Charles-Henri Besseyre des Horts Professeur émérite à HEC, président de l’AGRH
A l’heure où les espoirs, mis par beaucoup dans le modèle de l’entreprise libérée1, commencent sérieusement à être déçus tant les exemples de réussites sont souvent toujours les mêmes et cantonnés à l’univers de la PME. Pire : certaines sociétés emblématiques comme Poult sont même revenues à un modèle beaucoup plus traditionnel. Même si l’on peut penser que le modèle de l’entreprise libérée porte en lui les gênes de sa propre disparition2, faut-il pour autant rejeter certaines de ses idées fondatrices comme la confiance, l’écoute, l’autonomie, l’accountability (mal traduit par responsabilisation) ? Bien sûr que non ! Il s’agit d’une exigence de plus en plus forte des collaborateurs/trices, notamment de ceux et celles issu(e)s des générations les plus jeunes, qui veulent être écouté(e)s et reconnu(e)s.
C’est ici que les DRH peuvent jouer un rôle clé dans le développement de la capacité de l’entreprise à répondre à ces exigences en mettant en œuvre des nouveaux dispositifs d’écoute des managers et des collaborateurs/trices en se fondant sur le principe de la sagesse des foules décrit dans un livre récent3. L’auteur y démontre la nouvelle puissance du collectif lorsque doivent se prendre, par exemple, des décisions importantes comme celles des orientations stratégiques ou des choix de nouveaux produits et services. Les DRH peuvent s’appuyer sur les constats du scientifique, auteur du livre, pour imaginer des formes nouvelles d’écoute, utilisant notamment la puissance des technologies digitales, sur des sujets RH ou plus généralement ceux de l’entreprise. C’est ainsi que l’on peut imaginer la co-élaboration avec les managers d’une nouvelle politique de formation ou d’un nouveau dispositif de gestion des carrières.

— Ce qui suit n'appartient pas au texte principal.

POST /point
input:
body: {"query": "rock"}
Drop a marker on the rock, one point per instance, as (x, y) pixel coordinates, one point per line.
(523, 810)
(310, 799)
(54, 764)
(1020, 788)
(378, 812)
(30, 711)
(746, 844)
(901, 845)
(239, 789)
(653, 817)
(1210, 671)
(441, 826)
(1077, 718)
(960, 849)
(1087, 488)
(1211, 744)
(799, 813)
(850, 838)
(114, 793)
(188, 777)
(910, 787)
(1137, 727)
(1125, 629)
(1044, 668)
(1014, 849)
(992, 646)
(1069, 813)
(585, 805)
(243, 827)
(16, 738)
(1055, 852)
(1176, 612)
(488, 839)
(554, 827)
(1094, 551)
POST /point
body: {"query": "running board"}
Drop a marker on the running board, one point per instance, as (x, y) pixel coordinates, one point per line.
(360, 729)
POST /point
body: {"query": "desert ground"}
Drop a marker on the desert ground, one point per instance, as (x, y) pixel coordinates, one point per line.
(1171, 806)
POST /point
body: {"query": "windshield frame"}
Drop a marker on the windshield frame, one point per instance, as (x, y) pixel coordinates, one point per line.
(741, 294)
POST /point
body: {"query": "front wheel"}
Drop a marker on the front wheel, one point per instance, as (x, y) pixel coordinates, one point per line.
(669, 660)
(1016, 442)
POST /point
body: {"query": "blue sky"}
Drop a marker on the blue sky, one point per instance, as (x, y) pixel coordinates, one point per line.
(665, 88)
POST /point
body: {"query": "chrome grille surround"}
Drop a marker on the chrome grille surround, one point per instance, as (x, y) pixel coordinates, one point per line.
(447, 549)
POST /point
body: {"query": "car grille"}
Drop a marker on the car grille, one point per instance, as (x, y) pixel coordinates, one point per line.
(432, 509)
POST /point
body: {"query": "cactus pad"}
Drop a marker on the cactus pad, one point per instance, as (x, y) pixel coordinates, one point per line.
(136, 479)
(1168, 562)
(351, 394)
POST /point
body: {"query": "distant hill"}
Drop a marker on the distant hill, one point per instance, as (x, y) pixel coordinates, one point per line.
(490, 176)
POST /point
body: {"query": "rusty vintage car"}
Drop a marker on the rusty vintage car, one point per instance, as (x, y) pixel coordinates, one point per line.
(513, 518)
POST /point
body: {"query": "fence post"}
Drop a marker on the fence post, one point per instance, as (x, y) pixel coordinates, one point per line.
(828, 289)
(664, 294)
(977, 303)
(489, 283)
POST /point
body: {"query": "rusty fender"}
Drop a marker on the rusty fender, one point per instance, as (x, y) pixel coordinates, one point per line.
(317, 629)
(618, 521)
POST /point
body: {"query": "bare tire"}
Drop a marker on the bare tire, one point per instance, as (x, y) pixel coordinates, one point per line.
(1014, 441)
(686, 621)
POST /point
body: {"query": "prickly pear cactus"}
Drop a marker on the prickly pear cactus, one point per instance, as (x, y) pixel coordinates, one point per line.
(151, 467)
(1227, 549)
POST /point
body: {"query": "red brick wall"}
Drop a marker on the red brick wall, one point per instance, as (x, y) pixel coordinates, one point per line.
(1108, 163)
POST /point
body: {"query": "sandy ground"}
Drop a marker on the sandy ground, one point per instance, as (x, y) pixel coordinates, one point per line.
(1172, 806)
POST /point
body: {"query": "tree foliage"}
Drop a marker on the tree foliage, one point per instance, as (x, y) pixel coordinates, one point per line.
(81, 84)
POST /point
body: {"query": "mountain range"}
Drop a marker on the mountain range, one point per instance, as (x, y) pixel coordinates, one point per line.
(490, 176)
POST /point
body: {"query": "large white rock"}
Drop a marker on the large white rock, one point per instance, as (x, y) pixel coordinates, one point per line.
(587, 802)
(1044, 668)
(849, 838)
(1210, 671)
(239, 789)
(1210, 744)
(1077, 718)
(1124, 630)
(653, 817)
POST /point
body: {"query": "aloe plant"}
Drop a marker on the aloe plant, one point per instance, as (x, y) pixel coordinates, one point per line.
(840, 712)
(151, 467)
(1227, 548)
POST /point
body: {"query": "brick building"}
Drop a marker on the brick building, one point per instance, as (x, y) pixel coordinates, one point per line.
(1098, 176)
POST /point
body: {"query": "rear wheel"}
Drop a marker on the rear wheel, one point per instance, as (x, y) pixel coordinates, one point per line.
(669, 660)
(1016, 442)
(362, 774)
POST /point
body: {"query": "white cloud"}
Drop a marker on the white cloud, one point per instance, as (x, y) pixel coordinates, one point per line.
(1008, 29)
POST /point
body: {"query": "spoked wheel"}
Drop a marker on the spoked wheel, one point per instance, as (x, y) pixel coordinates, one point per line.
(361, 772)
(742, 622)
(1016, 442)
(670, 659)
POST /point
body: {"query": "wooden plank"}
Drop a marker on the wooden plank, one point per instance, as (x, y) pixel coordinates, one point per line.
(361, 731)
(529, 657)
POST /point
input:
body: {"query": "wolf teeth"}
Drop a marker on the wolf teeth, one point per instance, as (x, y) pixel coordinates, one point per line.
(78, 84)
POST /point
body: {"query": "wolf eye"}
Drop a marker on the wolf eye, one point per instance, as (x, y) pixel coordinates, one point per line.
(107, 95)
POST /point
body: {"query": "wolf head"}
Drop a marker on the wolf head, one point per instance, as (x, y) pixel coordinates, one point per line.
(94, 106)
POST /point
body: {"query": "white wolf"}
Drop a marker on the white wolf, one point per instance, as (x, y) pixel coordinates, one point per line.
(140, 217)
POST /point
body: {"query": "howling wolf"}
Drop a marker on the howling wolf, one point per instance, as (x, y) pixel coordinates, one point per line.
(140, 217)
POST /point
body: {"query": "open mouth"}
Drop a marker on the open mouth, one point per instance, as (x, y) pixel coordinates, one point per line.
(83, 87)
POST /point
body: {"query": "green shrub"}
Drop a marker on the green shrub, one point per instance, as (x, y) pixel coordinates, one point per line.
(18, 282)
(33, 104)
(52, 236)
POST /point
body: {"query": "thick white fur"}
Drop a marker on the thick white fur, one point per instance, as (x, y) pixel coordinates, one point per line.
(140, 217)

Pour pouvoir utiliser intelligemment le principe de la sagesse des foules dans leurs entreprises, les DRH doivent respecter certaines règles dans la mise en œuvre des nouveaux dispositifs d’écoute :
1. Savoir poser les bonnes questions en ayant recours à la richesse des questions ouvertes sans se contenter des simples questions fermées ;
2. Savoir traiter et analyser les réponses obtenues en utilisant notamment la puissance des outils d’analyse sémantique qui, comme la solution Talk44, ont recours à des briques d’intelligence artificielle ;
3. Pouvoir répondre aux attentes exprimées dans les réponses obtenues par des actions RH concrètes, éventuellement, coconstruites ;
4. Ne pas hésiter à resolliciter les managers et les collaborateurs pour d’autres sujets importants RH pour démontrer la force de l’écoute.
C’est, en définitive, à une démarche pragmatique qu’appelle cette chronique en proposant aux DRH d’aider leurs entreprises à changer de posture vis-à-vis de leurs collaborateurs/trices en les considérant comme des potentiels d’intelligence et de créativité sans céder à l’illusion dangereuse de l’entreprise libérée.
(1) Getz I. & Carney, B. : Liberté & Cie, Clé des Champs, 2e ed, 2016.
(2) Besseyre des Horts, CH : L’entreprise libérée en question, aux DRH de se positionner, Personnel-ANDRH, n° 566, janvier 2016, p. 40-41 (également sur le site RH-Info : https://www.rhinfo.com/thematiques/strategie-rh/projet-dentreprise/lentreprise-liberee-en-question).
(3) Servan-Schreiber, E. : Super collectif, la nouvelle puissance de l’intelligence collective, Fayard, 2018.